In the early 1980s, attention in the United States began to focus on several cases of adolescents who killed one or both parents under harrowing circumstances. From that time on, the term parricide, while technically referring to the killing of a close relative, has become increasingly identified in the public's mind with the killing of a parent. Patricide and matricide are the precise terms used to refer to the killings of a father and a mother, respectively.

Incidence and Victim and Offender Characteristics

During the last two decades in the United States, on average, four to six parents have been killed weekly by their children. Despite interest in this phenomenon, only one comprehensive study of parricides committed in the United States currently exists. Analysis of all homicides for the period 1977 to 1986, using the Federal Bureau of Investigation's Supplemental Homicide Report, revealed that the typical parent or stepparent slain was white and non-Hispanic and was killed in a single-victim, single-offender situation. The typical father killed was in his early 50s; the mother, in her late 50s; the stepfather, in his mid-40s; and the stepmother, in her late 40s or early 50s.

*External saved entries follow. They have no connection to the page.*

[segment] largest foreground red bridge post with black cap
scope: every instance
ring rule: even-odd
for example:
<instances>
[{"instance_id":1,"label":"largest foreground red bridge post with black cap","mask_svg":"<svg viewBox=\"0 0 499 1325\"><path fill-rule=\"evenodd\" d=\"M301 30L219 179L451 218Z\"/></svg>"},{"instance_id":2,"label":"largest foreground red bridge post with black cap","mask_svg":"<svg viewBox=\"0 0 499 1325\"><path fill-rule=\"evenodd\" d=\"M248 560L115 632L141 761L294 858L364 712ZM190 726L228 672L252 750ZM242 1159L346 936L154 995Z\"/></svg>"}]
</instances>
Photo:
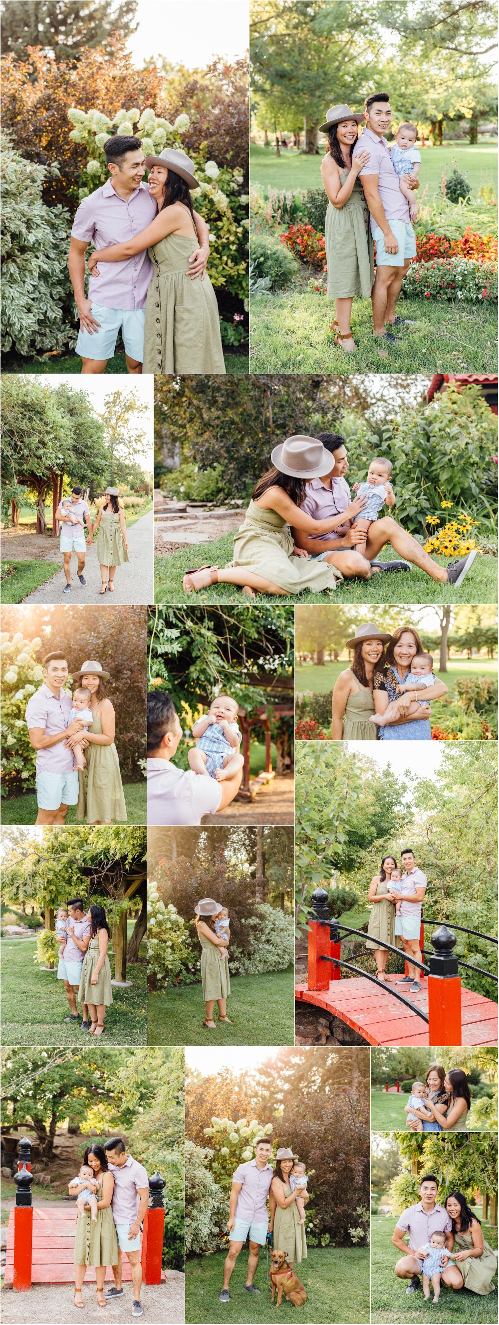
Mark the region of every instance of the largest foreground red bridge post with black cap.
<instances>
[{"instance_id":1,"label":"largest foreground red bridge post with black cap","mask_svg":"<svg viewBox=\"0 0 499 1325\"><path fill-rule=\"evenodd\" d=\"M430 942L434 951L428 977L429 1044L461 1044L461 977L453 953L455 934L441 925Z\"/></svg>"}]
</instances>

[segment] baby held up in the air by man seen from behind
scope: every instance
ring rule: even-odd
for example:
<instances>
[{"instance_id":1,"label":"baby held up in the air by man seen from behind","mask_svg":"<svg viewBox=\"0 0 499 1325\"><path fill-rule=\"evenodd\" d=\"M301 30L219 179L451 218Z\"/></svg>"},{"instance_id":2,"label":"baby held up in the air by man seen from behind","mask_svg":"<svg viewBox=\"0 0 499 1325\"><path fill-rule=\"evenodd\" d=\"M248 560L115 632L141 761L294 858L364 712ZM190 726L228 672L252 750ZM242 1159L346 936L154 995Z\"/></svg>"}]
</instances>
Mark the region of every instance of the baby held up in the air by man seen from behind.
<instances>
[{"instance_id":1,"label":"baby held up in the air by man seen from behind","mask_svg":"<svg viewBox=\"0 0 499 1325\"><path fill-rule=\"evenodd\" d=\"M212 700L209 713L195 722L192 735L196 738L196 749L188 751L193 772L203 772L206 778L224 782L242 768L244 758L240 754L242 737L236 722L237 710L237 700L232 700L230 694L218 694Z\"/></svg>"}]
</instances>

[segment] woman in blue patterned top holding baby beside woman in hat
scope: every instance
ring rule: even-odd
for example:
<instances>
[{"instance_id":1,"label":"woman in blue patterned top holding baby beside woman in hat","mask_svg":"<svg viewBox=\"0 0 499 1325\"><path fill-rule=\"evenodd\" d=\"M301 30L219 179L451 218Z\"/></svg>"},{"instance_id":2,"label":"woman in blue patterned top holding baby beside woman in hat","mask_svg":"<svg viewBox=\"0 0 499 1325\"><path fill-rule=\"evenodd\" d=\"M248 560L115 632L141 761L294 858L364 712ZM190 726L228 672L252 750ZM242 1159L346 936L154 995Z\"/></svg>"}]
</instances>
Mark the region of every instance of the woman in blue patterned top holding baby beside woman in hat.
<instances>
[{"instance_id":1,"label":"woman in blue patterned top holding baby beside woman in hat","mask_svg":"<svg viewBox=\"0 0 499 1325\"><path fill-rule=\"evenodd\" d=\"M375 672L373 698L376 713L384 713L392 700L400 698L397 696L397 685L401 685L406 680L413 657L424 652L418 632L414 631L413 625L400 625L393 632L385 649L386 665L383 670ZM435 680L434 685L425 690L425 701L442 700L445 694L447 694L447 686L443 685L443 681ZM372 726L375 725L372 723ZM421 717L416 716L413 719L398 718L389 726L380 727L380 739L431 741L430 709L426 702L421 708Z\"/></svg>"}]
</instances>

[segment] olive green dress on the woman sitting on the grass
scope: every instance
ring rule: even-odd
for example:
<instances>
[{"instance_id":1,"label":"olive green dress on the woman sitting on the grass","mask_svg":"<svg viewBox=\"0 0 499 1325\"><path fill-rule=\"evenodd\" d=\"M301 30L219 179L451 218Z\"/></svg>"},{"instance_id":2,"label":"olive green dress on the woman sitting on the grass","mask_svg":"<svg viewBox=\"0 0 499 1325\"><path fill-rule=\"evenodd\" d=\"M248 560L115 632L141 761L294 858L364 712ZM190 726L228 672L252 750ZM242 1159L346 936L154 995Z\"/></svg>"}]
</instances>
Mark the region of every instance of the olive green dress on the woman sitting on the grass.
<instances>
[{"instance_id":1,"label":"olive green dress on the woman sitting on the grass","mask_svg":"<svg viewBox=\"0 0 499 1325\"><path fill-rule=\"evenodd\" d=\"M343 579L336 566L296 556L293 547L291 529L282 515L275 510L263 510L251 498L245 522L236 530L234 555L225 570L245 566L287 594L302 594L304 588L316 594L323 588L336 588L336 580Z\"/></svg>"}]
</instances>

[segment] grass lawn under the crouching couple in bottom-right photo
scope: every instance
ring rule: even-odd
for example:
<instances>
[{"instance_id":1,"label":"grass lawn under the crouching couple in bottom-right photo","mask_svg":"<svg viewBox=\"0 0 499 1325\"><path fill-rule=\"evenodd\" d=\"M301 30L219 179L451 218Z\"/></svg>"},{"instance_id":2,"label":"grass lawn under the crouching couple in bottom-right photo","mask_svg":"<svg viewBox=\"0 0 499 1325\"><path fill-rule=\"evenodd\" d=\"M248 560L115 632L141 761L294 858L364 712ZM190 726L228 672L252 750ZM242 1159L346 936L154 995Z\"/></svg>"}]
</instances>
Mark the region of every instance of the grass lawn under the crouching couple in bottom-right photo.
<instances>
[{"instance_id":1,"label":"grass lawn under the crouching couple in bottom-right photo","mask_svg":"<svg viewBox=\"0 0 499 1325\"><path fill-rule=\"evenodd\" d=\"M434 1318L433 1309L425 1302L422 1291L405 1295L406 1283L396 1279L393 1267L398 1259L392 1247L392 1234L396 1220L380 1215L371 1218L371 1320L372 1325L401 1325L401 1322L428 1321ZM498 1228L482 1223L483 1236L490 1247L498 1246ZM433 1298L433 1293L431 1293ZM462 1321L463 1325L492 1325L498 1320L498 1295L487 1293L479 1297L462 1288L455 1293L442 1284L441 1300L437 1308L445 1325Z\"/></svg>"}]
</instances>

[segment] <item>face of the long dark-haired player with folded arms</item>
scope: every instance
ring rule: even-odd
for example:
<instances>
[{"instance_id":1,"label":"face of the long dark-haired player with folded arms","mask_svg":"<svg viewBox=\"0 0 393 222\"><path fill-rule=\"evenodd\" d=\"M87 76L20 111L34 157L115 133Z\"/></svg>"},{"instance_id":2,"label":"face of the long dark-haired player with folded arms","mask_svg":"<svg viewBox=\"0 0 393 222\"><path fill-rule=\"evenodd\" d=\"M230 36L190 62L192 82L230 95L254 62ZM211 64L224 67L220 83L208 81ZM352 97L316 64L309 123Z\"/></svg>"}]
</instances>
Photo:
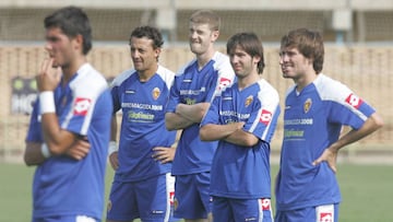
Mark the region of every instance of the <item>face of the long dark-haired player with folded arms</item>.
<instances>
[{"instance_id":1,"label":"face of the long dark-haired player with folded arms","mask_svg":"<svg viewBox=\"0 0 393 222\"><path fill-rule=\"evenodd\" d=\"M229 54L229 59L235 74L239 79L247 78L251 72L255 71L259 62L259 58L251 57L239 46Z\"/></svg>"}]
</instances>

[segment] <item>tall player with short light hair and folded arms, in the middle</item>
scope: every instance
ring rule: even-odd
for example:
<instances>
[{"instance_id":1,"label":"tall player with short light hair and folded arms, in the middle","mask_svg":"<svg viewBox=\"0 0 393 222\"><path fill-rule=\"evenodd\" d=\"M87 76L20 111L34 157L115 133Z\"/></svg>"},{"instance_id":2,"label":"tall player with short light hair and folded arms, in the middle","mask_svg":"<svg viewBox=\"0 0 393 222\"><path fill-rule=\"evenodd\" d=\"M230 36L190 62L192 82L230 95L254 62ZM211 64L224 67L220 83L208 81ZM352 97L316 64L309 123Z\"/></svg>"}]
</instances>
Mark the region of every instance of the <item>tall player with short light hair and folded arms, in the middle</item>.
<instances>
[{"instance_id":1,"label":"tall player with short light hair and folded arms, in the middle","mask_svg":"<svg viewBox=\"0 0 393 222\"><path fill-rule=\"evenodd\" d=\"M217 142L199 138L199 124L214 95L233 84L235 73L226 55L214 49L219 35L219 16L196 11L189 21L189 44L195 59L175 78L165 115L167 129L181 129L172 175L175 215L186 221L205 221L211 214L210 171Z\"/></svg>"}]
</instances>

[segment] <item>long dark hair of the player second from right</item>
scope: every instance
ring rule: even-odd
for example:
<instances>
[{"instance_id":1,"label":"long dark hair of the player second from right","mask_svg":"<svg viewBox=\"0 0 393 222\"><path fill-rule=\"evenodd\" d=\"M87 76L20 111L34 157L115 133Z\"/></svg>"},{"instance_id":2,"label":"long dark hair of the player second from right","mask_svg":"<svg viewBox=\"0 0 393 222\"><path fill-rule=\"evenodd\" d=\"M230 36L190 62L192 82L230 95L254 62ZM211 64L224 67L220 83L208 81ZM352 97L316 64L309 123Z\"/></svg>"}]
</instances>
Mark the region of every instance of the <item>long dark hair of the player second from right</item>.
<instances>
[{"instance_id":1,"label":"long dark hair of the player second from right","mask_svg":"<svg viewBox=\"0 0 393 222\"><path fill-rule=\"evenodd\" d=\"M261 60L257 65L258 73L263 72L264 56L263 56L263 46L255 33L238 33L233 35L227 42L227 54L234 54L236 47L240 47L251 57L260 57Z\"/></svg>"}]
</instances>

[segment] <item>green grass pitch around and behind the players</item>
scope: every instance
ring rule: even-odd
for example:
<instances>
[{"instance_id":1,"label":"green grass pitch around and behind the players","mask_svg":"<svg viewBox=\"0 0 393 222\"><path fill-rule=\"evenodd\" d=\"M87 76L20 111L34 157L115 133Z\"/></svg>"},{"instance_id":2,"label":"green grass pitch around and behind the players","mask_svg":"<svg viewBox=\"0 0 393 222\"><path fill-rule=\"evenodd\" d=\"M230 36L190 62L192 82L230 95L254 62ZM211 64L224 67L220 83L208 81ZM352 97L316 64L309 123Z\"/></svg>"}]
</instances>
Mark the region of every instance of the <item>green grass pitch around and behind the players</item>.
<instances>
[{"instance_id":1,"label":"green grass pitch around and behind the players","mask_svg":"<svg viewBox=\"0 0 393 222\"><path fill-rule=\"evenodd\" d=\"M277 172L273 165L272 175ZM0 222L27 222L32 213L34 167L0 163ZM114 172L108 168L107 191ZM393 166L341 164L337 173L343 196L341 222L393 221ZM274 201L274 198L273 198Z\"/></svg>"}]
</instances>

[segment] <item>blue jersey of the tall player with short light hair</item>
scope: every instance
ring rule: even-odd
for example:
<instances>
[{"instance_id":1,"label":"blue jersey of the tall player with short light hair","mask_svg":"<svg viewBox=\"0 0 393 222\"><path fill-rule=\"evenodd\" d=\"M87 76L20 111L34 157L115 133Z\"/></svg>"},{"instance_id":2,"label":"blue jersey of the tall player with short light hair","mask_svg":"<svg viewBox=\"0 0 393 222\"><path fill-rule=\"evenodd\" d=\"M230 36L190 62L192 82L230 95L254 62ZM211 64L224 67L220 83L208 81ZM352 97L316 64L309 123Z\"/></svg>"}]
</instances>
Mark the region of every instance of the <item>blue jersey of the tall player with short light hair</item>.
<instances>
[{"instance_id":1,"label":"blue jersey of the tall player with short light hair","mask_svg":"<svg viewBox=\"0 0 393 222\"><path fill-rule=\"evenodd\" d=\"M167 112L175 113L178 104L211 103L215 95L234 83L234 79L229 58L222 52L215 52L201 70L196 60L192 60L175 78ZM199 124L183 129L172 163L172 175L210 172L216 147L216 141L201 141Z\"/></svg>"}]
</instances>

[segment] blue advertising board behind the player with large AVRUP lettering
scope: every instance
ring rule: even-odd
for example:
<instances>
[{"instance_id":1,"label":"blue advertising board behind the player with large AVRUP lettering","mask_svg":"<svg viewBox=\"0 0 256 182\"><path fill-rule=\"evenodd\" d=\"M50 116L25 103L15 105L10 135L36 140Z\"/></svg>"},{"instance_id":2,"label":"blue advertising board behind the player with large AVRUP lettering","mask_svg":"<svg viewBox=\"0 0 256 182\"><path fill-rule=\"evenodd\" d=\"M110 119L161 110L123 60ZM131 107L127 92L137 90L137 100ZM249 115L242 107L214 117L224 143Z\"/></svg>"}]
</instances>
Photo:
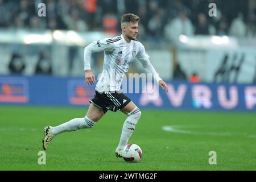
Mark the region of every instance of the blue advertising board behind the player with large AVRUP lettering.
<instances>
[{"instance_id":1,"label":"blue advertising board behind the player with large AVRUP lettering","mask_svg":"<svg viewBox=\"0 0 256 182\"><path fill-rule=\"evenodd\" d=\"M255 84L191 84L180 81L167 81L167 84L168 93L150 81L136 84L129 81L122 91L139 107L256 111ZM94 94L94 86L85 86L83 78L0 76L1 105L88 106Z\"/></svg>"}]
</instances>

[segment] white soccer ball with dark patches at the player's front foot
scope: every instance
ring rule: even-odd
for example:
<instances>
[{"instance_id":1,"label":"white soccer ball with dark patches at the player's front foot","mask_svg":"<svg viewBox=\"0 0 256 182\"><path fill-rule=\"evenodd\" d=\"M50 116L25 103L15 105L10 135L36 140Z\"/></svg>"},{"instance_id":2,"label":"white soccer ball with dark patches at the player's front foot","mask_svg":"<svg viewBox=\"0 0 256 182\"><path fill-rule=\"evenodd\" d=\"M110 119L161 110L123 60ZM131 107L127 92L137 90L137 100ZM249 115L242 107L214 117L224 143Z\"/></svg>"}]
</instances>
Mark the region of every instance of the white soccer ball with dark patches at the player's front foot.
<instances>
[{"instance_id":1,"label":"white soccer ball with dark patches at the player's front foot","mask_svg":"<svg viewBox=\"0 0 256 182\"><path fill-rule=\"evenodd\" d=\"M142 158L142 150L137 144L130 143L123 148L123 160L126 162L138 162Z\"/></svg>"}]
</instances>

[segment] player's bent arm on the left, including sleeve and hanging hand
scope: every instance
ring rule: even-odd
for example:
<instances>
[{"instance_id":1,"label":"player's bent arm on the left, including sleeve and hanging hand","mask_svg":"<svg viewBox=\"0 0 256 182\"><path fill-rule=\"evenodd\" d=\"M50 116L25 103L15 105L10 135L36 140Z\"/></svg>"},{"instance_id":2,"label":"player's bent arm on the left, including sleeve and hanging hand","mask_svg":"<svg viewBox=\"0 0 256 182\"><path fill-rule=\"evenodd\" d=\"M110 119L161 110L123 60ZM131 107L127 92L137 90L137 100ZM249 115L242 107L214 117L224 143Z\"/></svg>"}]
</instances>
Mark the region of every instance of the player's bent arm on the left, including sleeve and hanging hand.
<instances>
[{"instance_id":1,"label":"player's bent arm on the left, including sleeve and hanging hand","mask_svg":"<svg viewBox=\"0 0 256 182\"><path fill-rule=\"evenodd\" d=\"M96 82L95 76L93 75L90 69L90 59L92 57L93 52L101 52L101 51L112 51L114 48L114 44L108 43L109 39L102 39L98 41L94 41L84 49L84 71L85 71L85 85L86 82L88 85L93 85Z\"/></svg>"}]
</instances>

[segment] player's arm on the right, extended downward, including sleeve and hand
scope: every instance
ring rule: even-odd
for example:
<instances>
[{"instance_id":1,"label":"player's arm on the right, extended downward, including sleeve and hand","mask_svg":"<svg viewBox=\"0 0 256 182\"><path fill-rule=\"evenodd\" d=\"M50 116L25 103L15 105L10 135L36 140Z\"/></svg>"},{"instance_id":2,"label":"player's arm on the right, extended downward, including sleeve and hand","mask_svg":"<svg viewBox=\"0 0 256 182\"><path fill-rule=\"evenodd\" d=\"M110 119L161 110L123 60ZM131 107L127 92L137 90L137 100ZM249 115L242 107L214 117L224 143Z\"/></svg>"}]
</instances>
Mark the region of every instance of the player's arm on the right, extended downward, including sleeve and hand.
<instances>
[{"instance_id":1,"label":"player's arm on the right, extended downward, including sleeve and hand","mask_svg":"<svg viewBox=\"0 0 256 182\"><path fill-rule=\"evenodd\" d=\"M168 92L168 86L166 82L162 80L162 78L159 77L158 73L156 73L155 68L152 66L149 60L149 56L147 55L144 46L141 44L141 50L137 54L137 59L141 61L144 69L146 70L147 73L151 73L155 80L158 82L158 85L162 88L165 89L166 92Z\"/></svg>"}]
</instances>

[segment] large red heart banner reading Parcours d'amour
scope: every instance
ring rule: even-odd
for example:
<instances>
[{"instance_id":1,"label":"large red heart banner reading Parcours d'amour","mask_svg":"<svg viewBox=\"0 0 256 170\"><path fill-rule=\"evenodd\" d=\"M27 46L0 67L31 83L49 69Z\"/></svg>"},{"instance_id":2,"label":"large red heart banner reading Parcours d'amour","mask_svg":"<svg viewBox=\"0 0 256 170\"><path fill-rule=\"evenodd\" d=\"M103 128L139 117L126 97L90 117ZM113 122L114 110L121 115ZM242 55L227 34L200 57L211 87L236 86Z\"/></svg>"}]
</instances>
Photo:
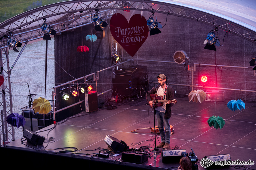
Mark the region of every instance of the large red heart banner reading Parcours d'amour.
<instances>
[{"instance_id":1,"label":"large red heart banner reading Parcours d'amour","mask_svg":"<svg viewBox=\"0 0 256 170\"><path fill-rule=\"evenodd\" d=\"M135 14L128 23L125 16L116 13L110 19L110 31L117 43L133 57L148 37L147 20Z\"/></svg>"}]
</instances>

The typical offender who killed a parent or stepparent was also white and non-Hispanic. Sons were the killers in 85 percent to 87 percent of homicides involving fathers, mothers, stepfathers, and stepmothers. The percentages of males arrested for committing these types of parricides was approximately equal to their 87 percent representation among all homicide arrestees during this period. There were no significant differences in the percentages of parents and stepparents killed by juvenile and adult sons and daughters (Heide, 1993a, 1995).

In contrast to media depiction and public perception, the overwhelming majority of children who killed fathers, mothers, and stepparents in the United States between 1977 and 1986 were over age 18. Involvement of youth in parricide, however, was fairly significant given their proportionate representation in the population. Analysis of single-victim/single-offender parricides indicated that 25 percent of fathers and 15 percent of mothers were slain by biological children less than 18 years of age. The percentages of stepparents killed by youths under 18 was even higher: 34 percent of stepfathers and 30 percent of stepmothers were slain by youths under 18 (Heide, 1993a, 1995).

Types of Parricide Offenders

Adolescent parricide offenders (APOs) are typically presented in the popular and professional literature as prosocial youths in fear of their lives, often killing to protect themselves or others from death or serious physical injury or to end the chronic abuse they and other family members suffer (Heide, 1993a).

In these cases, an extensive history of abuse is often easily corroborated by interviews with relatives, neighbors, and friends. These youths increasingly come to perceive that their physical well-being is threatened or their psychological survival is at stake. They kill in response to terror or in desperation. From their perspective, there is no way out other than murder.